Que aprendizagens da sua formação e experiência anterior ainda hoje aplica no seu dia a dia como empresária?

Aplico muita coisa muita. Os procedimentos são muito importantes e na engenharia florestal trabalhamos muito com procedimentos, com a uniformização dos procedimentos, com a gestão do tempo, ou seja, como é que podemos fazer mais com menos tempo, fazer melhor com menos tempo. Isso é muito importante.
A organização também foi algo que trouxe para este mundo. Como trabalhei em projetos internacionais, isso deu-me conhecimento e outras competências de liderança e de liderar equipas. E de lidar com desafios diariamente e com soluções para esses desafios, que é também o que um empreendedor faz.

Que desafios enfrentou no arranque do negócio e como os superou?

No início deparei-me com pouca informação. Ofereci chocolates no Natal e os chocolates que restaram ficaram esbranquiçados. Havia pouca informação na altura – estou a falar de 2013, 2014. Eu não consegui perceber o porquê de o chocolate estar esbranquiçado.

Depois frequentei uma formação no Porto e foi aí que percebi este fenómeno. Para além da pouca informação, deparei-me com a dificuldade de arranjar fornecedores para quantidades pequenas. A minha primeira encomenda que era da minha amiga eram 90 bombons – o que para mim era muito.  Claro que hoje em dia produzimos 4 mil bombons, mas na altura era difícil encontrar fornecedores para pequenas quantidades e a um preço aceitável.

Depois senti dificuldade em legalizar a minha cozinha. Também havia pouca informação em termos legais. E claro que no meu caso havia ainda o desafio de conciliar as duas profissões.

Começaram por disponibilizar os chocolates só no Porto?

Não necessariamente. Como eu estava a trabalhar não conseguia andar de porta em porta a visitar clientes. Então quando comecei a criar a marca o que que é que pensei: vou associar uma loja online aos chocolates. E foi assim que começou a Pedaços de Cacau. Criámos também uma página de Facebook e associámos uma loja online e começámos a vender. Tivemos pedidos de Norte a Sul e muitos pedidos de Lisboa.
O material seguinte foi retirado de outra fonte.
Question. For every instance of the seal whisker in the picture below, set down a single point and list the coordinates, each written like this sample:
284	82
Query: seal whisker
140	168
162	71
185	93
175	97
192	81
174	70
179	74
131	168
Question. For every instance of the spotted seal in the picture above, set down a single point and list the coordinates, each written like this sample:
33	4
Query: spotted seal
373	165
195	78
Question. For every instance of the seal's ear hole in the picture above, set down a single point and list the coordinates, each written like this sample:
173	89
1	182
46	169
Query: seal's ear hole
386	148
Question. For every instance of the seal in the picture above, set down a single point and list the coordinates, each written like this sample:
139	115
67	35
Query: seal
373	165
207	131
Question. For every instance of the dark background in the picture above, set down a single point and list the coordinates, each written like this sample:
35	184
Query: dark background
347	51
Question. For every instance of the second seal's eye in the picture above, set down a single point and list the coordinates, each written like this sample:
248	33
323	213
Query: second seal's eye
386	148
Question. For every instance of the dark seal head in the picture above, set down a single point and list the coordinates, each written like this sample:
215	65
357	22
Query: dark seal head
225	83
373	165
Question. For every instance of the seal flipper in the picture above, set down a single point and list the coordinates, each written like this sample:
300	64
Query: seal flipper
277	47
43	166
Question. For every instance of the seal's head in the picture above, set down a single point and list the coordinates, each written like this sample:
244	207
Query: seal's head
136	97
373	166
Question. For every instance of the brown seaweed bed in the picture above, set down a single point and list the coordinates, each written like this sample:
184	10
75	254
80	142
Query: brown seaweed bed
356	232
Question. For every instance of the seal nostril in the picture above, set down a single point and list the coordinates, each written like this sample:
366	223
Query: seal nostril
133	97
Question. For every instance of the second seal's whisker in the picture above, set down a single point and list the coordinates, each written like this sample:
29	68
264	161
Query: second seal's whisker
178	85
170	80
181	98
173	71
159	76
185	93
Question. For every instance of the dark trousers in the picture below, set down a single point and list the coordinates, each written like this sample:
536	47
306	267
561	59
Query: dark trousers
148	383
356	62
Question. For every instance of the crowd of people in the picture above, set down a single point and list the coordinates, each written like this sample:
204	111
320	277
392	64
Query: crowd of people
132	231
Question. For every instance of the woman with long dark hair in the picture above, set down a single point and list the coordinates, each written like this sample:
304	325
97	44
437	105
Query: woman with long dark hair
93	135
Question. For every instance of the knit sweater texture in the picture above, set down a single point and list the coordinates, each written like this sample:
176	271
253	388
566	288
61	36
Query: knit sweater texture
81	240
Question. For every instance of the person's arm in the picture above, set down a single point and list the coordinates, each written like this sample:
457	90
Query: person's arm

Trabalhámos, inclusive, com uma cadeia de hotéis em Lisboa.

Hoje em dia quantas pessoas estão envolvidas na produção do chocolate?

Atualmente, na época baixa somos sete e na época alta podemos chegar às 10 ou 15 pessoas. Tudo depende. Na época alta estamos a falar no Natal e na Páscoa, alturas em que podemos ter de aumentar a mão de obra.

“(…) devemos utilizar produtos portugueses e isso é um ponto assente na Pedaços de Cacau”.

A Pedaços de Cacau orgulha-se de ser uma Unidade de Produção Artesanal com o selo “Portugal Sou Eu”. Que importância tem para si esta certificação?

Tem muita importância, porque se somos portugueses, primeiro devemos utilizar produtos portugueses e isso é um ponto assente na Pedaços de Cacau. Desde a embalagem até aos ingredientes, tirando o chocolate, tudo é português. Não conseguimos comprar chocolate em Portugal, mas todo o resto tentamos comprar de preferência perto da Pedaços de Cacau, em Vila Nova de Gaia, para diminuir a pegada ecológica. Até porque eu venho de Engenharia Florestal onde trabalhávamos muito a sustentabilidade, a economia circular, por isso está no nosso ADN.

A Unidade de Produção Artesanal é um selo muito importante para nós, porque quem não for considerada unidade produtiva artesanal não pode utilizar a palavra artesanal nas suas embalagens. Não pode mesmo.

Como equilibram a tradição artesanal com as exigências do crescimento e da inovação?

Tentamos recriar sabores onde juntamos a inovação, ou seja, juntamos sabores atuais com sabores um bocadinho mais antigos. Por exemplo, temos a nossa tablete de alfazema. É um sabor diferenciador, não é? Mas alfazema também é português. Por isso tentamos criar sempre sabores muito diferentes.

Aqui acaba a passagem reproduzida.